WHEREAS, Plaintiff filed the above-captioned action (the "Action") challenging the public disclosures made in the preliminary proxy statement filed with the United States Securities and Exchange Commission ("SEC") on or around August 8, 2016 in connection with the proposed acquisition of Aegerion Pharmaceuticals, Inc. ("Aegerion") by QLT Inc. ("Parent") through its wholly-owned subsidiary, Isotope Acquisition Corp. ("Merger Sub," and together with Parent, "QLT");
WHEREAS, the Action asserts claims for violations of Sections 14(a) and 20(a) of the Securities Exchange Act of 1934;;
WHEREAS, on or around October 6, 2016, Aegerion filed a Definitive Proxy Statement with the SEC;
WHEREAS, on or around October 20, 2016, Aegerion filed a Form 8-K supplementing the disclosures contained in the Definitive Proxy Statement (the "Supplemental Disclosures"), which Plaintiff believes addressed and mooted his claims regarding the sufficiency of the disclosures in the preliminary proxy statement;
WHEREAS, it is the current intention of counsel for Plaintiff to submit an application for an award of attorneys' fees and reimbursement of expenses (the "Fee and Expense Application") in connection with the claims that they believe have been mooted;
WHEREAS, all of the Defendants in the Action reserve the right to oppose any potential Fee and Expense Application;
WHEREAS, no class has been certified in the Action;
WHEREAS, for the avoidance of doubt, no compensation in any form has passed directly or indirectly to Plaintiff or her attorneys and no promise, understanding, or agreement to give any such compensation has been made, nor have the parties had any discussions concerning the amount of any mootness fee application or award;
WHEREAS, Defendants do not admit that the Supplemental Disclosures contain any material information or disclose additional material facts, and Defendants have denied and continue to deny any wrongdoing and contend that no claim asserted in the Action was ever meritorious;
NOW, THEREFORE, upon consent of the parties and subject to the approval of the Court:
IT IS HEREBY ORDERED this
1. The Action is dismissed pursuant to Federal Rule of Civil Procedure 41(a), and all claims asserted therein are dismissed with prejudice as to Plaintiff, individually, and without prejudice as to any actual or potential claims of any other putative class member.
2. Because the dismissal is with prejudice as to Plaintiff only, and without prejudice as to all other members of the putative class, notice of this dismissal is not required.
3. The Court retains jurisdiction of the Action solely for the purpose of hearing and deciding Plaintiff's forthcoming Fee and Expense Application.

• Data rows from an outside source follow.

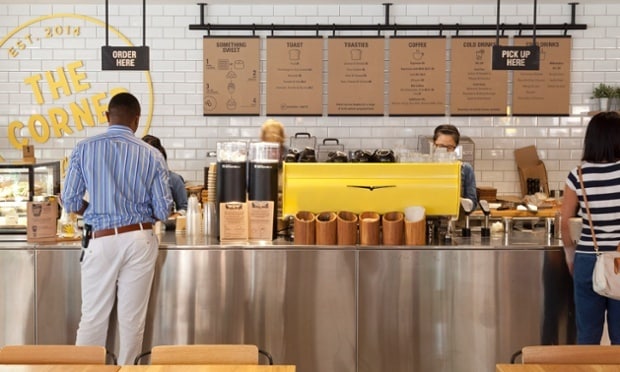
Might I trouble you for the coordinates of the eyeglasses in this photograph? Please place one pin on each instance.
(447, 147)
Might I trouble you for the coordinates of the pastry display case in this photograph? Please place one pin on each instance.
(21, 183)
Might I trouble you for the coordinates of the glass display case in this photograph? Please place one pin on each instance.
(21, 183)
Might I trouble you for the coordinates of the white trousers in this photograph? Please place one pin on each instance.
(122, 267)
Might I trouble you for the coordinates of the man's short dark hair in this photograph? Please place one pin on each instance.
(124, 104)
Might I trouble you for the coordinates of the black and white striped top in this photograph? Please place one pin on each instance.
(602, 183)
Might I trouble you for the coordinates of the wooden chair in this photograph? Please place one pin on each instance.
(571, 354)
(52, 354)
(204, 354)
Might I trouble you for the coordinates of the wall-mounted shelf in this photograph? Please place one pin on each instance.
(387, 26)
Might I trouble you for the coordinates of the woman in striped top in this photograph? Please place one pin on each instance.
(601, 176)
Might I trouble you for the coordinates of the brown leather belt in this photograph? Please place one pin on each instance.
(122, 229)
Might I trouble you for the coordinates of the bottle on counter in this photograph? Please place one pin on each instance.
(193, 216)
(209, 223)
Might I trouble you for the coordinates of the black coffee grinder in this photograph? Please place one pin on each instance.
(468, 207)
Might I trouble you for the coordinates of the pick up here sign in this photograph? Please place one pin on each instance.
(516, 57)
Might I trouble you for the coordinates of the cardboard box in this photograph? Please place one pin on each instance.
(42, 221)
(530, 166)
(260, 216)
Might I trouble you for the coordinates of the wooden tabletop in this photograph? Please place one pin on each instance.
(557, 368)
(208, 368)
(541, 212)
(58, 368)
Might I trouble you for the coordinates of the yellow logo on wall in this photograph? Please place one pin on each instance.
(61, 98)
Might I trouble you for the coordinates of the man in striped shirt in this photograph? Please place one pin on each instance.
(127, 185)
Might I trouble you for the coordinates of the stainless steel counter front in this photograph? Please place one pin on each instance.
(464, 305)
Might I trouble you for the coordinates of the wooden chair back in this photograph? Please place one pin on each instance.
(205, 354)
(571, 354)
(52, 354)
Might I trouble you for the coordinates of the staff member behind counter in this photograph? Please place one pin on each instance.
(447, 136)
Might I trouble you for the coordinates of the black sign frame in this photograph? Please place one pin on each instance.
(516, 57)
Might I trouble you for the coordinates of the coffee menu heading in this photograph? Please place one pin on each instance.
(420, 76)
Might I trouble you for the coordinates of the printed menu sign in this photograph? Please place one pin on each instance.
(295, 76)
(417, 76)
(476, 89)
(356, 75)
(547, 90)
(231, 75)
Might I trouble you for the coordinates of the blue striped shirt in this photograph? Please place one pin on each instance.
(602, 183)
(126, 180)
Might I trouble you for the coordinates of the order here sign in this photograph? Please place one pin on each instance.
(125, 58)
(516, 57)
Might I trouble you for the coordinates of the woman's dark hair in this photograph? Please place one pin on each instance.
(155, 142)
(602, 141)
(447, 130)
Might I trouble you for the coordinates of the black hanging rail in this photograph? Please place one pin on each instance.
(387, 26)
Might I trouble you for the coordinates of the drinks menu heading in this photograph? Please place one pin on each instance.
(356, 75)
(547, 90)
(231, 76)
(475, 88)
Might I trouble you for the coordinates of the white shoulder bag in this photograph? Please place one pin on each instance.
(606, 274)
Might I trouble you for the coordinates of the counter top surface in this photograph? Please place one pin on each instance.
(524, 239)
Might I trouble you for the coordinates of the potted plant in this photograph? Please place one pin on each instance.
(603, 93)
(614, 104)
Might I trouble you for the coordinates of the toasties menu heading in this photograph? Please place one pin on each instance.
(356, 78)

4. This Order is entered without prejudice to any position, claim or defense any party may assert with respect to the Fee and Expense Application or any matter related thereto, which includes the Defendants' right to challenge the basis for, as well as the amount of, the Fee and Expense Application.

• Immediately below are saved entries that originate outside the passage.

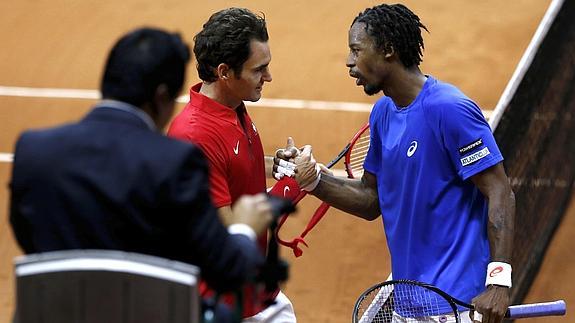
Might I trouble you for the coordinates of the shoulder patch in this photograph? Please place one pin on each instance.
(465, 149)
(475, 157)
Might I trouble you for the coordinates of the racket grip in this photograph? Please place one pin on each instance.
(538, 309)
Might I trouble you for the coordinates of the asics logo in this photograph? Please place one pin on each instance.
(237, 148)
(412, 148)
(495, 271)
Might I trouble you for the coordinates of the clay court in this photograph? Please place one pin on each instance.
(476, 45)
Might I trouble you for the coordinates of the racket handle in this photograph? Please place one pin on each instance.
(537, 309)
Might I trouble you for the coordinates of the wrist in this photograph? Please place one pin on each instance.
(311, 186)
(498, 274)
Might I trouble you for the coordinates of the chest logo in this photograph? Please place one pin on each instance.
(237, 148)
(412, 148)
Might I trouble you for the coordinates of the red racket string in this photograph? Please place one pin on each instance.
(354, 154)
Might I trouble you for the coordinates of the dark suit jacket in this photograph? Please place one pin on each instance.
(109, 182)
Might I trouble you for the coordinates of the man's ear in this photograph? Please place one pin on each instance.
(223, 71)
(162, 107)
(389, 50)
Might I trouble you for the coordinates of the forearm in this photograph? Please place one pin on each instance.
(349, 195)
(269, 165)
(501, 226)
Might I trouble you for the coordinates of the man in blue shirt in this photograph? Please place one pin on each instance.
(433, 169)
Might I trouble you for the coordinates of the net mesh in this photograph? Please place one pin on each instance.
(535, 135)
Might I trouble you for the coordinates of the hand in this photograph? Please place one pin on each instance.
(283, 161)
(289, 153)
(492, 304)
(307, 170)
(324, 169)
(282, 168)
(253, 210)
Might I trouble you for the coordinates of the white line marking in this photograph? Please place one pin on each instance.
(273, 103)
(115, 265)
(95, 95)
(525, 62)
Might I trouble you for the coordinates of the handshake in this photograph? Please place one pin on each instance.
(299, 164)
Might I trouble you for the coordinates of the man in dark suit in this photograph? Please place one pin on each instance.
(113, 181)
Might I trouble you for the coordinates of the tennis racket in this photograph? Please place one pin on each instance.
(413, 301)
(354, 155)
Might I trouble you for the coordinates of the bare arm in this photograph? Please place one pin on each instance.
(494, 185)
(269, 162)
(355, 196)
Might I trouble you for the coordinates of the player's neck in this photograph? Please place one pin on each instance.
(405, 89)
(220, 94)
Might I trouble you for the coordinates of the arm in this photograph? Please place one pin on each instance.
(494, 185)
(198, 236)
(358, 197)
(269, 162)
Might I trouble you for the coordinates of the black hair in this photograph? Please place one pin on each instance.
(141, 61)
(395, 26)
(225, 38)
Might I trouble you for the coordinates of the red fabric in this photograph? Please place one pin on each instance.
(286, 187)
(236, 162)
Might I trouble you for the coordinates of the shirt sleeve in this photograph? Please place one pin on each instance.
(218, 171)
(468, 138)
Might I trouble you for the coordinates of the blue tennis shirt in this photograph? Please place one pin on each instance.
(435, 219)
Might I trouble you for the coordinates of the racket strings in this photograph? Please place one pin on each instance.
(404, 303)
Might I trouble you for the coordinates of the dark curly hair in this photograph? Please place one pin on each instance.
(225, 38)
(395, 26)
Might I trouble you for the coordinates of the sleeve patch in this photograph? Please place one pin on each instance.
(475, 157)
(465, 149)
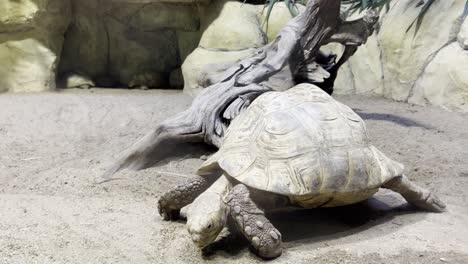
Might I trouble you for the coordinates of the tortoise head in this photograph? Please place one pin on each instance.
(206, 217)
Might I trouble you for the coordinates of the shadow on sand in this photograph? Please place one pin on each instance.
(399, 120)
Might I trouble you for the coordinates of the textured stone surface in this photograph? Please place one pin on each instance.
(230, 32)
(31, 38)
(280, 15)
(445, 80)
(463, 35)
(404, 55)
(125, 40)
(408, 66)
(200, 58)
(231, 25)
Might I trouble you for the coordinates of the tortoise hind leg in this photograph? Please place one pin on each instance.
(173, 200)
(251, 221)
(415, 194)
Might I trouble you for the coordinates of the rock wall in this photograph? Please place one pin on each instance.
(126, 43)
(424, 67)
(95, 42)
(31, 38)
(231, 31)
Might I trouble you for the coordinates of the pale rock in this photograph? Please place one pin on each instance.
(231, 25)
(200, 57)
(405, 54)
(444, 82)
(78, 81)
(31, 42)
(279, 16)
(122, 39)
(149, 80)
(463, 35)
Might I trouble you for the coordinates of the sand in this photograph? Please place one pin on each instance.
(54, 147)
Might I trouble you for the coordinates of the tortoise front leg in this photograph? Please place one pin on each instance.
(172, 201)
(415, 194)
(265, 238)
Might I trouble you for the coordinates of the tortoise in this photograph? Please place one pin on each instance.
(298, 148)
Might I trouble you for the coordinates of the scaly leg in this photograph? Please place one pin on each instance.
(265, 238)
(172, 201)
(415, 194)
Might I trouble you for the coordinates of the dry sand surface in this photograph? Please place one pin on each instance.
(54, 146)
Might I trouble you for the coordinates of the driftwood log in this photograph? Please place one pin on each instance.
(295, 53)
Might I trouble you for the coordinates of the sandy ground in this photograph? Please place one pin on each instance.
(54, 146)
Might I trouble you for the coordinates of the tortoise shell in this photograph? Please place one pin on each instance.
(302, 142)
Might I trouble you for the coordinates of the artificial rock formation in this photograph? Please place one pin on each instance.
(109, 43)
(127, 43)
(31, 39)
(398, 64)
(230, 31)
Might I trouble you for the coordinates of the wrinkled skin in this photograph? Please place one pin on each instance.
(206, 217)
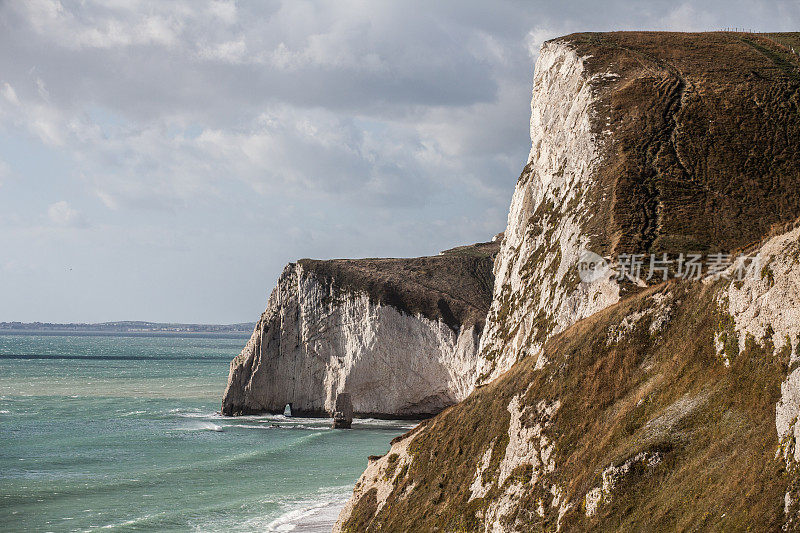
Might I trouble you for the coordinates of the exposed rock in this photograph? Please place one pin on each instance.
(400, 335)
(343, 411)
(609, 406)
(642, 142)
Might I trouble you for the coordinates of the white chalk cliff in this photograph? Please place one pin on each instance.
(401, 346)
(537, 291)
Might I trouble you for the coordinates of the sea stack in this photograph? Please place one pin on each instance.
(343, 413)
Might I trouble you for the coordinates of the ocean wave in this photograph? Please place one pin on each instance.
(202, 426)
(313, 515)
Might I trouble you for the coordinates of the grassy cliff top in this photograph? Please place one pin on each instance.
(699, 137)
(455, 286)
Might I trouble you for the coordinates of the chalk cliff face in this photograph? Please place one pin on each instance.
(622, 406)
(537, 290)
(641, 143)
(399, 335)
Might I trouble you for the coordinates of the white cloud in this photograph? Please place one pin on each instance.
(10, 94)
(61, 214)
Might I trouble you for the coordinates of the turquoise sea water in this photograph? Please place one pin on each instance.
(122, 433)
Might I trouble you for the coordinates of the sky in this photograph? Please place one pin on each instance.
(163, 160)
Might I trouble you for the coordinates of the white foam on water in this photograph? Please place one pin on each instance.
(312, 516)
(202, 426)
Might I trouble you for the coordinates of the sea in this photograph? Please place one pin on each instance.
(122, 433)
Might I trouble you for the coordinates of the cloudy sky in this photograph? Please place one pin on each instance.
(162, 160)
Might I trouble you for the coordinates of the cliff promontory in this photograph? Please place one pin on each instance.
(617, 402)
(399, 335)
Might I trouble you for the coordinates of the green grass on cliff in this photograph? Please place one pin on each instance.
(713, 426)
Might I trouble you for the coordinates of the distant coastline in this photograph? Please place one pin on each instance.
(126, 327)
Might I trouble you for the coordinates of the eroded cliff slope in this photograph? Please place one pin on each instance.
(642, 142)
(612, 405)
(399, 335)
(673, 410)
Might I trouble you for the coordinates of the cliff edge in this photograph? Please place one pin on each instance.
(399, 335)
(615, 403)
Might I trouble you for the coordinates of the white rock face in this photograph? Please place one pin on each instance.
(316, 340)
(537, 291)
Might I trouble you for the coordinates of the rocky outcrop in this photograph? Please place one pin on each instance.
(624, 404)
(641, 143)
(400, 336)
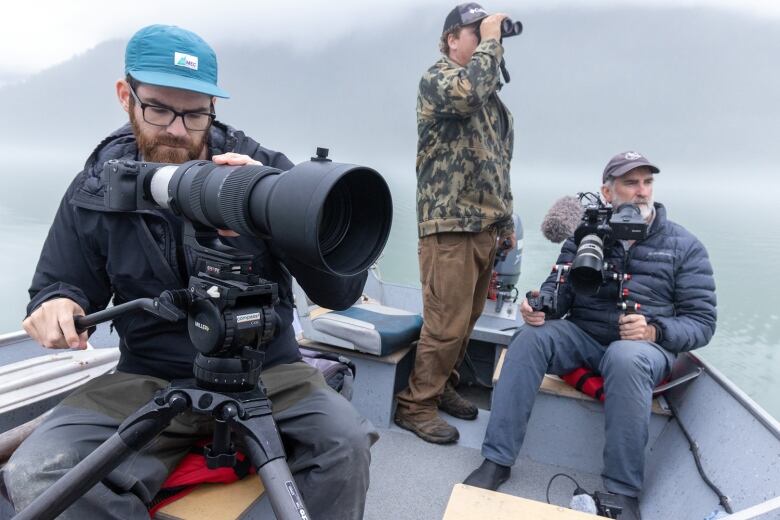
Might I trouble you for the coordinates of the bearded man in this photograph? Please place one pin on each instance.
(671, 278)
(93, 255)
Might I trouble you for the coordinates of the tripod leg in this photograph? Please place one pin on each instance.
(133, 434)
(265, 450)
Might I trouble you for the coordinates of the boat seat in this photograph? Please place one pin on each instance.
(467, 503)
(215, 501)
(554, 385)
(366, 327)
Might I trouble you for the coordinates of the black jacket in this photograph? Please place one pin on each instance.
(671, 278)
(92, 255)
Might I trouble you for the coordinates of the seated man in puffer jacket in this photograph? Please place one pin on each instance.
(671, 279)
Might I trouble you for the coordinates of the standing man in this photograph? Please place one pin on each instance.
(671, 278)
(464, 206)
(93, 255)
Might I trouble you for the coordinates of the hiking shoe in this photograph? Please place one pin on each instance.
(488, 476)
(433, 429)
(452, 403)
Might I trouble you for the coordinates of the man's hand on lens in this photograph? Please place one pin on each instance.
(52, 325)
(635, 326)
(232, 159)
(491, 27)
(530, 316)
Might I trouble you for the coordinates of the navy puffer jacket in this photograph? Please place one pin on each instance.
(671, 277)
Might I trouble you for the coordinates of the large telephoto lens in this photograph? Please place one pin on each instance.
(330, 216)
(586, 270)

5. The parties shall meet and confer concerning Plaintiff's potential Fee and Expenses Application. To the extent that the parties are unable to reach an agreement concerning the Fee and Expense Application, they will contact the Court to set a stipulated briefing and hearing schedule for Plaintiff's Fee and Expense Application.
6. If the parties reach an agreement concerning the Fee and Expense Application, they will notify the Court. Upon such notification, the Court will close the Action.